Alessio Nobile, Head of Technology at CustomerGauge discusses how CustomerGauge has been able to scale so fast. A combination of smart thinking, team work and leveraging the best of Amazon Web Services have helped to scale the company and bring the major benefits of speed and security for clients.
How should developing teams cope with rapid growth? It’s an important question for any company. You can’t stop daily operations while you wait for new developments. At CustomerGauge we often talk about having to change the wheels while the car is speeding along!
CustomerGauge’s rapid growth path has meant we have been continuously adapting and improving our infrastructure in order to satisfy load and flexibility on feature development.
To set the scene, CustomerGauge is a SaaS company that helps organizations improve their customer retention through best in class features like firefighting, text analytics, account success, and a powerful reporting suite to name a few.
We measure what customers are thinking about our B2B clients and we help them to identify risk of customer churn, or opportunities to grow. Then we automatically dispatch communications to the right people in the organization to help, and present results back to managers, and ultimately the customer to improve retention by more than 10%. We base the metrics on the Net Promoter® Score (NPS®) - the open-source reliable KPI and we benchmark numbers with other clients to help companies grow.
We work companies such as H&R Block, Philips, Nilfisk, Electrolux, Tommy Hilfiger and we have built a system able to interface their extended and sometimes special needs. Over the years the CustomerGauge system has filled out to become an enterprise platform.
CustomerGauge, like many other enterprise systems, has multiple technical challenges:
- Collecting and validate data
- Very flexible business rules on emailing and surveying
- Real time reporting
- Self-service setup
Implementing technical solutions able to support these points also pose challenges on a business and operational point of view: Costs, security & compliance, maintainability, scaling - not just in terms of computing power, but also in terms of engineers and people in operations that need to deal with the system.
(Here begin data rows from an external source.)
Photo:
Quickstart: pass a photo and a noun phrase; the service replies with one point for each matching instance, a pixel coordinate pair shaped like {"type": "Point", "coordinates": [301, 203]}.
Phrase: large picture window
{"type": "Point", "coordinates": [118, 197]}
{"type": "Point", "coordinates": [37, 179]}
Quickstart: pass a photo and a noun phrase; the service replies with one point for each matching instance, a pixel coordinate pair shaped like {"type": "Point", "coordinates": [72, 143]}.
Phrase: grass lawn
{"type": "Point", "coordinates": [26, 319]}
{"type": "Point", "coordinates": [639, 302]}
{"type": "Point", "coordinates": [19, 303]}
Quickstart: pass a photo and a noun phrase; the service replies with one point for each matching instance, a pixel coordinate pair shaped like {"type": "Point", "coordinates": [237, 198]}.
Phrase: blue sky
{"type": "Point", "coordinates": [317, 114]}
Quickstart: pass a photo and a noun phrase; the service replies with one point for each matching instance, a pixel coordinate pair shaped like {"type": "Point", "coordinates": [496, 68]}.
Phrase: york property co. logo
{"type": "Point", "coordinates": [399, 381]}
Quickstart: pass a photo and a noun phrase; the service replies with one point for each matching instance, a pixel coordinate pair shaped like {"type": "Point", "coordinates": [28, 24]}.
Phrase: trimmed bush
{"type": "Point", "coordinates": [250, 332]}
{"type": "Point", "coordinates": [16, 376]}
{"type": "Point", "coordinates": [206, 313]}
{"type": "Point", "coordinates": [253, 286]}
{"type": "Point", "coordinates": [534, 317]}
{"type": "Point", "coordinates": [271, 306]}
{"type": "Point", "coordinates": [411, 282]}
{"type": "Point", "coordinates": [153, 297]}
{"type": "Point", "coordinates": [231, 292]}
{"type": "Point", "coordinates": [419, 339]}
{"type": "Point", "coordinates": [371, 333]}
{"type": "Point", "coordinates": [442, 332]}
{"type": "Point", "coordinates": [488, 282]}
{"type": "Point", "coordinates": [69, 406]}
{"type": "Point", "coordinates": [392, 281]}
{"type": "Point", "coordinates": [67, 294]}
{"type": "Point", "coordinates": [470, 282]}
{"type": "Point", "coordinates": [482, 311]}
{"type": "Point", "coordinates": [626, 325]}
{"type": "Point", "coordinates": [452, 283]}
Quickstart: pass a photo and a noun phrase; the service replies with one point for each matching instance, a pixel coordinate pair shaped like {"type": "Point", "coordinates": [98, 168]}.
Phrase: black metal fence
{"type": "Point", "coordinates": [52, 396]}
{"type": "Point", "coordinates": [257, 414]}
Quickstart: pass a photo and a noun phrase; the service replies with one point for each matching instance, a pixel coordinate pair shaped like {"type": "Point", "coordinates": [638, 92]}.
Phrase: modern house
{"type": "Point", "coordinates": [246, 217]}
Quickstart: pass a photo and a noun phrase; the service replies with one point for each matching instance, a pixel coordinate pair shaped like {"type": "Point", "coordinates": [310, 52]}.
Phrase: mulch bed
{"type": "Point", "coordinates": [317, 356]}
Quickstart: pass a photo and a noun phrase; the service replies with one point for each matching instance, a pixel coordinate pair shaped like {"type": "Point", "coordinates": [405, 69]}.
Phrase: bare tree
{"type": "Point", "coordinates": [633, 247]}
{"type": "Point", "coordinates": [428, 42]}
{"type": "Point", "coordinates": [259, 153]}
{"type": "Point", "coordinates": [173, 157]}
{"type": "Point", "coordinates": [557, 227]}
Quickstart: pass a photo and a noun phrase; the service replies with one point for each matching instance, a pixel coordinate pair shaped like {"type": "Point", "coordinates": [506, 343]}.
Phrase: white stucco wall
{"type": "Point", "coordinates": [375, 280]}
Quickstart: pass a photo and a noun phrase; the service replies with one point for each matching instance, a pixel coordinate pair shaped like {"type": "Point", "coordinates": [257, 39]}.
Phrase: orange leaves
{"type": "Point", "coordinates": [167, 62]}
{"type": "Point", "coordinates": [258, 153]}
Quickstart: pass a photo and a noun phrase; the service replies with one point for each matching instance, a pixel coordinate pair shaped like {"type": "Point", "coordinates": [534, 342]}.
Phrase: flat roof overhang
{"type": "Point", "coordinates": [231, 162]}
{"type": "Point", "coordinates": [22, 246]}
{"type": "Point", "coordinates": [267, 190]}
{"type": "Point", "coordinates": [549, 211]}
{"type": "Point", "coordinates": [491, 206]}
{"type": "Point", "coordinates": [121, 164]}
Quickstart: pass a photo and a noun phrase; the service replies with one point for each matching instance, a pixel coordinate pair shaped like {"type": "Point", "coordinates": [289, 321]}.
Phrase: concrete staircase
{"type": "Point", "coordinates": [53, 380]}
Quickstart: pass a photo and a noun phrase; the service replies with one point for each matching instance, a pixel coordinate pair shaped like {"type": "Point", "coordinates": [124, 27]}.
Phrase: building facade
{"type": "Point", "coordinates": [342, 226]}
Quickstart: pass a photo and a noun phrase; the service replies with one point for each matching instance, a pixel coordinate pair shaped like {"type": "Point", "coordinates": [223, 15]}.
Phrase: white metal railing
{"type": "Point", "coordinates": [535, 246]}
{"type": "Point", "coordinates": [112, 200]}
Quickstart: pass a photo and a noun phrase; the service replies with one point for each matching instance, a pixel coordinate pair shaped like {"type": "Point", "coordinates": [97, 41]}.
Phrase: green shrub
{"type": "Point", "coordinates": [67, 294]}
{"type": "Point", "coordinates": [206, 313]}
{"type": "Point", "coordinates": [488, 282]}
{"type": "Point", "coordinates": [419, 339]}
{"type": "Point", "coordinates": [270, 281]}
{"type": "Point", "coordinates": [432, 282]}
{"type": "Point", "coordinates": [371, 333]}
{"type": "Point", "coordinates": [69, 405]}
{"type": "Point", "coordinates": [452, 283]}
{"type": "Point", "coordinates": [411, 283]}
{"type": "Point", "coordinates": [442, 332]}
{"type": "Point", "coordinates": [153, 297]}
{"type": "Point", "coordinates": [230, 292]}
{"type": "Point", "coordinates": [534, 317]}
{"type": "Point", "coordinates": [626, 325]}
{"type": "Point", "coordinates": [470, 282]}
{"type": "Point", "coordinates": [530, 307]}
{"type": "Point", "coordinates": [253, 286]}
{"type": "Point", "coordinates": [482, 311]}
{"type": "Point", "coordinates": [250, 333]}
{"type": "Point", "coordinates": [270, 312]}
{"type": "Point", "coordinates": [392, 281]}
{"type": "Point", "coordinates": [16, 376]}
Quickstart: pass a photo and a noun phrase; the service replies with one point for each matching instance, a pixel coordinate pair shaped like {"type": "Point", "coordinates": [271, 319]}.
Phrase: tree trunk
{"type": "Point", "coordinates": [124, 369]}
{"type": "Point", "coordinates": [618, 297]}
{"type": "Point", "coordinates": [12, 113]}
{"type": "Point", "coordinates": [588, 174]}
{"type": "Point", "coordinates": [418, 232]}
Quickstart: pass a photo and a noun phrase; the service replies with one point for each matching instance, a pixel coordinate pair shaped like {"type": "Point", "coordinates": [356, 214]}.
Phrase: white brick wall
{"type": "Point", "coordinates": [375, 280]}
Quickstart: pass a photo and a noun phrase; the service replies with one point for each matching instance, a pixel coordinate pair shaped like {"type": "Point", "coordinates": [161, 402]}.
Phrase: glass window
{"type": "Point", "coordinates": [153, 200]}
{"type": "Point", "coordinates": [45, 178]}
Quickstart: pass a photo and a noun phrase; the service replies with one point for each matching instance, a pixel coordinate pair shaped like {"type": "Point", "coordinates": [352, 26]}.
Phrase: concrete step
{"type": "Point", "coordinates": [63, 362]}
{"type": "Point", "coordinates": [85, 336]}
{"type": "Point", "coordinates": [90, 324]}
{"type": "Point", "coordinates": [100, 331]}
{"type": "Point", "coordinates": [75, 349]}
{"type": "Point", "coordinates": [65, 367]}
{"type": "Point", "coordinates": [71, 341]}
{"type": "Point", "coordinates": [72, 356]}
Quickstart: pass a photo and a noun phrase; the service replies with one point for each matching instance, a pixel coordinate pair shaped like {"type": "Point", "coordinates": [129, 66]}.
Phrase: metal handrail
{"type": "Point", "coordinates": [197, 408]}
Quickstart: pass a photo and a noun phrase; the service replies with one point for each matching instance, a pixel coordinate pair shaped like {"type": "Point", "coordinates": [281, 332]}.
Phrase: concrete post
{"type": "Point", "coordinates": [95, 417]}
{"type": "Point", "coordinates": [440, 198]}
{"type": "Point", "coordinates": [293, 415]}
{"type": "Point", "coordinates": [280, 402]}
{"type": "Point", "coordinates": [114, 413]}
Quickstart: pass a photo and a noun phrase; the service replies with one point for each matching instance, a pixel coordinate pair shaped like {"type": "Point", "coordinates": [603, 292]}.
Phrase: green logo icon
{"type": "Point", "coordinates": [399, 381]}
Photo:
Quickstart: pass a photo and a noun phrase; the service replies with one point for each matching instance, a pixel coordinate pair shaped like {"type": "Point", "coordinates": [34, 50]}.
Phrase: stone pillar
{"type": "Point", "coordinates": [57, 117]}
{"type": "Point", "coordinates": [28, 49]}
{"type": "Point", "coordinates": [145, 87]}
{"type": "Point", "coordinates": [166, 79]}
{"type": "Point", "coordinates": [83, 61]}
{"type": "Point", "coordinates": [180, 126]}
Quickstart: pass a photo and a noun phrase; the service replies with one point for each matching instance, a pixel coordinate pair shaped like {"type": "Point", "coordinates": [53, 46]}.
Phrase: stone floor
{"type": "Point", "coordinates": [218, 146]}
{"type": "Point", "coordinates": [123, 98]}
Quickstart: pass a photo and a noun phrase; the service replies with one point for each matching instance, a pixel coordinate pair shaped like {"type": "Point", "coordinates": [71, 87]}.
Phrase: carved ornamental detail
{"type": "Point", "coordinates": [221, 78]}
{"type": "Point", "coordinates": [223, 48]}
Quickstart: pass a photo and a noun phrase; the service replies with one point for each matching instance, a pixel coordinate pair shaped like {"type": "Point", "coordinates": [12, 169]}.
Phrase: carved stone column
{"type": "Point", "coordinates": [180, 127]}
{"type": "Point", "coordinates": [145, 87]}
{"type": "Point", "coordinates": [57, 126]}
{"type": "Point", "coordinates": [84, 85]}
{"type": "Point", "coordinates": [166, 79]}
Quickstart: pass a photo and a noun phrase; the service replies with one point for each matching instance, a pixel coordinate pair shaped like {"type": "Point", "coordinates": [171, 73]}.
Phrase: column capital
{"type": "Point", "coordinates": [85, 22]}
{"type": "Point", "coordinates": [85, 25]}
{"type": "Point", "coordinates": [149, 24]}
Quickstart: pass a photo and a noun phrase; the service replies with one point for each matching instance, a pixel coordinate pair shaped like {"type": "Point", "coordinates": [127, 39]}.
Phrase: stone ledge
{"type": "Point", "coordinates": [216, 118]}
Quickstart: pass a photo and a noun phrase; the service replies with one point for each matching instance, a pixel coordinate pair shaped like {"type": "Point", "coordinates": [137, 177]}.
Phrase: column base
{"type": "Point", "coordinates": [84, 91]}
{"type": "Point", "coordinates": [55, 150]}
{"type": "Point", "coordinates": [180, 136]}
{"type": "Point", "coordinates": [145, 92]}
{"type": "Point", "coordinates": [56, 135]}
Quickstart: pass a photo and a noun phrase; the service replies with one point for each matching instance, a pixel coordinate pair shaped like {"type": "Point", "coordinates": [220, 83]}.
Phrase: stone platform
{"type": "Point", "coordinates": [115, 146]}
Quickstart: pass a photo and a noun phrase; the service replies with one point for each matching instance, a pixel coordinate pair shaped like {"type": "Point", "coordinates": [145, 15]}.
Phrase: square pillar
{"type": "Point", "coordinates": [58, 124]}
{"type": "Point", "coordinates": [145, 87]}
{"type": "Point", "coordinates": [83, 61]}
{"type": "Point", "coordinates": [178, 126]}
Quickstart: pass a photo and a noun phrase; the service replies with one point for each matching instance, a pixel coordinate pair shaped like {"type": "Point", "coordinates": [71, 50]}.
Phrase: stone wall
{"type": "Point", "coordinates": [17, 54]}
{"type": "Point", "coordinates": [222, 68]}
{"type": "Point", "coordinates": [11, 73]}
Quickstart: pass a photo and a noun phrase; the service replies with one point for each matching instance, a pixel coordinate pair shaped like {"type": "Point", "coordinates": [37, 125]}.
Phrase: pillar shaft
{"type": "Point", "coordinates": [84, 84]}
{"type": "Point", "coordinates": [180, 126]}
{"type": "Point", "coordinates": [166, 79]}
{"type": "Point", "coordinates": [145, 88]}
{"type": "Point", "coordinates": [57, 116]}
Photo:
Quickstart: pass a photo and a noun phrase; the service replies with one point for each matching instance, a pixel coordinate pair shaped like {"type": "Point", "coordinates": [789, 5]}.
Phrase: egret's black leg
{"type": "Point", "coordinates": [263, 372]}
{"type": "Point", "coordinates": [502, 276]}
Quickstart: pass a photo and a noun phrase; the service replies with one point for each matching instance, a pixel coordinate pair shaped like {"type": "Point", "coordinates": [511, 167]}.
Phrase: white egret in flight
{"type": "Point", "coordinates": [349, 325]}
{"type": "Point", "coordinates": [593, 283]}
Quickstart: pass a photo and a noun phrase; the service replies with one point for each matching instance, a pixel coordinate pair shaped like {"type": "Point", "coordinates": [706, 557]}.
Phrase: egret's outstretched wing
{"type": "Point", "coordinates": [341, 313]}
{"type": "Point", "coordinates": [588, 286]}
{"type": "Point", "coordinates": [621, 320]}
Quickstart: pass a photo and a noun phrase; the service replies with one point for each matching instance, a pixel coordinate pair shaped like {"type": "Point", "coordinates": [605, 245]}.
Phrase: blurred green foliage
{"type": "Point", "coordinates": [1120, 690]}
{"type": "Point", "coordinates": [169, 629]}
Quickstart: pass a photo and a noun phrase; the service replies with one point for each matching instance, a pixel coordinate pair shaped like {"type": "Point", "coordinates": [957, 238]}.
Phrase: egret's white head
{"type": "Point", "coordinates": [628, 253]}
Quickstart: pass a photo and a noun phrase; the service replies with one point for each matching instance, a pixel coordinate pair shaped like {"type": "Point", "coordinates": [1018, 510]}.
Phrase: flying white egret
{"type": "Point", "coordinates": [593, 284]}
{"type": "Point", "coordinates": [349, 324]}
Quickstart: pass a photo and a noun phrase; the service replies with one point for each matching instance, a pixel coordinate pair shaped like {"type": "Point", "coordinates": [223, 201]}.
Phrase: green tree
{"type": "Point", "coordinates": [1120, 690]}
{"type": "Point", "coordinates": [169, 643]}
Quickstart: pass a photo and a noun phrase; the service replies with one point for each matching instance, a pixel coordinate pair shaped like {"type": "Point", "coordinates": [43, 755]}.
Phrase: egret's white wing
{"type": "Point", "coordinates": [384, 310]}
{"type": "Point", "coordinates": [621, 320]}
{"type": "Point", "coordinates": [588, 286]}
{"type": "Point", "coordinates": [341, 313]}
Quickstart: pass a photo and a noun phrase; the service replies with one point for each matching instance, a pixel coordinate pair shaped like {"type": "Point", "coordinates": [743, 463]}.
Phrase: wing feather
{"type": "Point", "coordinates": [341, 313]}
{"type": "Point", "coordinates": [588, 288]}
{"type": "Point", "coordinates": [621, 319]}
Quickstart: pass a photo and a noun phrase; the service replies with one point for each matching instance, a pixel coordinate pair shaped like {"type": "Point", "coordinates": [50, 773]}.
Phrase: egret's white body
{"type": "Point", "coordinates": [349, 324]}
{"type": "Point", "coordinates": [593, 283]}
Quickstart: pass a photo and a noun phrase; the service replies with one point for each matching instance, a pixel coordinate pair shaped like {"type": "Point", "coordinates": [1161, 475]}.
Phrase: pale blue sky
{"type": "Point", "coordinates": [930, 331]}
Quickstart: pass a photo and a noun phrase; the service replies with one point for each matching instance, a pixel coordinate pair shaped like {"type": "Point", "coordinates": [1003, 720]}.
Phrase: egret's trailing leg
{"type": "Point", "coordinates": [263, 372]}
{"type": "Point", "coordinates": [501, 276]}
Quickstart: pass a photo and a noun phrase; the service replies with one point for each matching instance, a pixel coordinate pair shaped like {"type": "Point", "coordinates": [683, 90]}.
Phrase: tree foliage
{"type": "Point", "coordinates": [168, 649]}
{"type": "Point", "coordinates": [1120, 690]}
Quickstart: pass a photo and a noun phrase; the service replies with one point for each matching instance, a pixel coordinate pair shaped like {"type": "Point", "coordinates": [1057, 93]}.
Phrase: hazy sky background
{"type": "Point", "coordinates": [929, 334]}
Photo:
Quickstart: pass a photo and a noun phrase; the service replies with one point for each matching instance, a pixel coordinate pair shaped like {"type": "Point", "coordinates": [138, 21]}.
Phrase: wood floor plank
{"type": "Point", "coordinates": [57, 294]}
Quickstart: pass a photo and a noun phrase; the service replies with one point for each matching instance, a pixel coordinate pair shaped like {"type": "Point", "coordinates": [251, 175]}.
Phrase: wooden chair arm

Our story is about how we managed to design software and architecture able to win those challenges at scale.
CustomerGauge has been one of the fastest growing tech companies in the Netherlands. Last year we were nominated to the Deloitte Technology Fast 50. Furthermore CustomerGauge experienced this growth based on bootstrapped finance, and not on external funding. Only in December 2015 we closed a first round of funding that will boost the growth even more.
Our home base of Amsterdam is a great place to find talent and other companies to network with.
When I joined CustomerGauge we had a one room office - and the software architecture was just as basic! It was simple and hosted in three servers; reporting application and surveys were in the same code base. It was a very rudimentary software and server architecture built from Adam and Roy during the time before I joined.
The system had no redundancy, no auto-scaling. We didn’t even have a version control system. Code was deployed directly to production by SFTP uploads.
Clearly, there was a lot of work to be done at all levels.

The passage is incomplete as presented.